Zonder een voldoende onderbouwde opgave van de bestaande schulden, waaruit blijkt op grond waarvan en op welk moment die schulden zijn ontstaan, is het naar het oordeel van het hof niet mogelijk de goede trouw van [appellante] te beoordelen. Reeds op grond hiervan moet het verzoek van [appellante] tot toepassing van de wettelijke schuldsaneringsregeling worden afgewezen.
Uit de stukken en hetgeen tijdens de mondelinge behandeling in hoger beroep door en namens [appellante] naar voren is gebracht is gebleken dat [appellante] in het verleden ten minste twee keer een vaste baan heeft opgezegd: ten tijde van de ernstige ziekte en het overlijden van haar moeder (omstreeks 2003) en bij de geboorte van haar zoon (september 2009).
Tot voor kort heeft [appellante] naar eigen zeggen nimmer een situatie gekend waarin zij haar inkomsten en uitgaven in evenwicht had. Volgens de verklaring van [appellante] is zij steeds gedurende relatief korte perioden bij verschillende werkgevers werkzaam geweest en heeft zij lange tijd niet als ingezetene ingeschreven gestaan in de registers van de burgerlijke stand omdat zij zich wilde verschuilen voor instanties en schuldeisers. De in het verleden benoemde beschermingsbewindvoerder en, recenter, inschakeling van de Kredietbank en PlanGroep heeft er evenmin toe geleid dat [appellante] overzicht en controle heeft gekregen over haar financiën en haar uitgavenpatroon.

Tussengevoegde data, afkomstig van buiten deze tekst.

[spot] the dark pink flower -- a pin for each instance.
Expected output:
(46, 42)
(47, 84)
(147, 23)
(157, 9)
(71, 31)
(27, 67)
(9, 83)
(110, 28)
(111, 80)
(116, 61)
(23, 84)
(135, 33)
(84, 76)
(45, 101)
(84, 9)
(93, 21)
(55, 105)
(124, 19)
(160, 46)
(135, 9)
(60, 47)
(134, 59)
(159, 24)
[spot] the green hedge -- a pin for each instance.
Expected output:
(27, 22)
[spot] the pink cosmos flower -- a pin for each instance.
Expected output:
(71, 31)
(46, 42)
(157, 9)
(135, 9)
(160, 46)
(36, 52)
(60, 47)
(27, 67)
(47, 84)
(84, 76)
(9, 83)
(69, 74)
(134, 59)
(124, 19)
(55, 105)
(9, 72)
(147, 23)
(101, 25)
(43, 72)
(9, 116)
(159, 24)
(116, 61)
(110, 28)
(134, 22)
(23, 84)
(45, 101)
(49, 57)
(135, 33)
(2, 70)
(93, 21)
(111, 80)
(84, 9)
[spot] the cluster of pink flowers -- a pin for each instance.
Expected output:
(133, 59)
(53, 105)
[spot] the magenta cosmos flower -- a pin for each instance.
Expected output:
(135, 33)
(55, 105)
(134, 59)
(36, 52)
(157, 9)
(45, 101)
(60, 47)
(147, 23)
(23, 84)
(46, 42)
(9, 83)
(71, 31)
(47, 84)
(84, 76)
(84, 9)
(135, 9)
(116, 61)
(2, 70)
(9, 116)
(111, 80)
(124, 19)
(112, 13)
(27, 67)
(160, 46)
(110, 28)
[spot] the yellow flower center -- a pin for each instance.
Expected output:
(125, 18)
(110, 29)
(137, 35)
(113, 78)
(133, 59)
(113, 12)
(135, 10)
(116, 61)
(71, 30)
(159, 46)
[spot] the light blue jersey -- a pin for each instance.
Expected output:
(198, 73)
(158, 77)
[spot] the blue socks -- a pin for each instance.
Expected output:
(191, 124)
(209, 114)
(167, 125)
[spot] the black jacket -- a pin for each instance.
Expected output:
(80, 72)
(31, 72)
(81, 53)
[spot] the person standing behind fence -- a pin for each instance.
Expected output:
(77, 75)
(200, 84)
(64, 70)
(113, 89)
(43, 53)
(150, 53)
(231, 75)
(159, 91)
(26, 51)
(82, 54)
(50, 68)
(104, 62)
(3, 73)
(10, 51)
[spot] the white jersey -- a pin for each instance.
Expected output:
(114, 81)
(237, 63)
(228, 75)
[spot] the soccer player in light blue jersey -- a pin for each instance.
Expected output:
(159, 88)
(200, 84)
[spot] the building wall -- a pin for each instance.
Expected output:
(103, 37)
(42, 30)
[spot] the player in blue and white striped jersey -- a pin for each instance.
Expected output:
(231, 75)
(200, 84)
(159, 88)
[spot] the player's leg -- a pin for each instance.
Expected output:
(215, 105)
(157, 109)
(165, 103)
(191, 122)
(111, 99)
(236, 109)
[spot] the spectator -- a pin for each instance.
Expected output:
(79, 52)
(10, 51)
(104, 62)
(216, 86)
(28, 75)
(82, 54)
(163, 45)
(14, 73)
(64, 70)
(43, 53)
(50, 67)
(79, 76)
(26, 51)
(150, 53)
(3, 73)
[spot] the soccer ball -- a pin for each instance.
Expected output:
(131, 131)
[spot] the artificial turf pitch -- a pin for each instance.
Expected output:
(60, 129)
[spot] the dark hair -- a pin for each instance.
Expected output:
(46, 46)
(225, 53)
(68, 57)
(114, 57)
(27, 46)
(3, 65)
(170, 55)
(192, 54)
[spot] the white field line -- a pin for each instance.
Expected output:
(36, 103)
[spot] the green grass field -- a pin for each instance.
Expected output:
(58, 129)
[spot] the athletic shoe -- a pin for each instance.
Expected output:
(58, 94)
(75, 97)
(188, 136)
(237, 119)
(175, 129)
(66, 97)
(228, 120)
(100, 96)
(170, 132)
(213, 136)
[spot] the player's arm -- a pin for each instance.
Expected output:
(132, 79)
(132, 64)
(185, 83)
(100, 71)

Mede gelet hierop, acht het hof een goede startpositie - hieronder verstaat het hof het hebben van een goed inzicht in de bestaande schuldenlast en een op [appellante] afgestemde ondersteuning waarbij (ten minste) de vaste lasten structureel worden betaald en geen nieuwe schulden ontstaan - van essentieel belang om een schuldsaneringstraject met het nodige vertrouwen in te gaan. In het geval van [appellante] is van een dergelijke situatie thans nog geen sprake.
Dat een in het kader van de wettelijke schuldsaneringsregeling te benoemen bewindvoerder [appellante] hierin bij de hand zou kunnen nemen, zoals de advocaat van [appellante] ter zitting heeft gesuggereerd, is naar het oordeel van het hof een misvatting. Tot de hoofdtaak van een WSNP-bewindvoerder hoort het in het oog houden van de belangen van de schuldeisers en in verband daarmee het toezien op een goed verloop van de schuldsaneringsregeling, waarbij de bewindvoerder ten opzichte van de saniet een voornamelijk controlerende taak heeft.

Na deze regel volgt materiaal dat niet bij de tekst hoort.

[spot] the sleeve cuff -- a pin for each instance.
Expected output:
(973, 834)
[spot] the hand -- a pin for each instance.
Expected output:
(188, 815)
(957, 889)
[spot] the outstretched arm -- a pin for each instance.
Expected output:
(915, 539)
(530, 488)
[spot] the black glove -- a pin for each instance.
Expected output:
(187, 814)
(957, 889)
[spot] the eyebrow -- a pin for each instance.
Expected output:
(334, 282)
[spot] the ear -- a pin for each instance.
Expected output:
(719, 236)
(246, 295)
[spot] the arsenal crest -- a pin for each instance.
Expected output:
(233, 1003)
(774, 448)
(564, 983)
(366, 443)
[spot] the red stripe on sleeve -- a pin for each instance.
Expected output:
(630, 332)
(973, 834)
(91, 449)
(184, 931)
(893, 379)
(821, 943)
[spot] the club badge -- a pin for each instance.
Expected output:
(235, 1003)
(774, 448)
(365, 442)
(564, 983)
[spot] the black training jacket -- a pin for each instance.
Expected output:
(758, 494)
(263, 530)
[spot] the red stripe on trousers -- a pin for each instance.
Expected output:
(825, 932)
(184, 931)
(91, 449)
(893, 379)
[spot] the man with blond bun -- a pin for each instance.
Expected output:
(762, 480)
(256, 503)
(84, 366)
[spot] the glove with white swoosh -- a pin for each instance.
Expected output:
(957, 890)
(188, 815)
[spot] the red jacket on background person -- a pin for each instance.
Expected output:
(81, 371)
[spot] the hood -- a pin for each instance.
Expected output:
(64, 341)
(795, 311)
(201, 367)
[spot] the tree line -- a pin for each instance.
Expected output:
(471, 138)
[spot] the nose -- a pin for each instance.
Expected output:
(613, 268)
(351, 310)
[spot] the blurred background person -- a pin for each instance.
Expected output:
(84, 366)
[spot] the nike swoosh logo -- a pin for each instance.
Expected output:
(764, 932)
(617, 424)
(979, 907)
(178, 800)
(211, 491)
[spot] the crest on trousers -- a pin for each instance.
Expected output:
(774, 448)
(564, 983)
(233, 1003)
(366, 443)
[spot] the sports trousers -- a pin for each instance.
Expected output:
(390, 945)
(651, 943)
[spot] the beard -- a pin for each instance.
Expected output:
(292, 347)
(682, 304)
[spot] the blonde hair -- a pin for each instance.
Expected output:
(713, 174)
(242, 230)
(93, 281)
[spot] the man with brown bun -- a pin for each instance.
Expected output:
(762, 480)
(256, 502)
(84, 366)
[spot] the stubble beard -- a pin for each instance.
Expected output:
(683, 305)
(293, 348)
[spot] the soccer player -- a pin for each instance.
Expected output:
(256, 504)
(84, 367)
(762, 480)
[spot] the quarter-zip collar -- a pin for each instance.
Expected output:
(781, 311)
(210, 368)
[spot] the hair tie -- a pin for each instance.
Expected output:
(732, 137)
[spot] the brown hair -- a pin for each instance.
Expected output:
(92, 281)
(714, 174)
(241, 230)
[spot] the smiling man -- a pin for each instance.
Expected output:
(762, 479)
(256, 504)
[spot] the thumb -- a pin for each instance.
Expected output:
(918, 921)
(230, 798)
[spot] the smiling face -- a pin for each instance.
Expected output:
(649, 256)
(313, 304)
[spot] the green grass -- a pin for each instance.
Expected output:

Om voornoemde startpositie te realiseren en daardoor de kansen van [appellante] bij een hernieuwd verzoek tot toepassing van de schuldsaneringsregeling te vergroten, geeft het hof [appellante] in overweging om daarvoor de nodige maatregelen te nemen, waarbij gedacht kan worden aan het inroepen van hulp van een maatschappelijk werker of het in gang zetten van een aanvraag tot het instellen van beschermingsbewind. Ter zitting heeft [appellante] verklaard de week ervoor contact te hebben gezocht met een maatschappelijk werker. Het hof benadrukt dat [appellante], mede gelet op het hetgeen in de volgende alinea wordt overgewogen, vooral een dergelijke weg verder moet bewandelen, zodat naar een voor de schuldsaneringsregeling wenselijke startpositie kan worden toegewerkt. Temeer omdat [appellante] het hof ter zitting ook heeft laten weten inmiddels in staat te zijn om voor een groot deel zelf haar administratie te kunnen verzorgen.
Het hof acht het bewonderenswaardig dat [appellante] ondanks de (schulden)problematiek en de zorg die zij draagt voor haar nog jonge zoon ruim een jaar geleden een baan heeft bemachtigd en kennelijk zo goed functioneert dat zij na een half jaar door haar werkgever in vaste dienst is genomen. Voorts spreekt in het voordeel van [appellante] dat zij sinds kort in staat is haar vaste lasten te betalen. Voornoemde ontwikkelingen zijn zonder meer positief te noemen, maar onvoldoende om [appellante] gelet op hetgeen het hof hiervoor ten aanzien van haar heeft overwogen thans reeds tot de wettelijke schuldsaneringsregeling toe te laten.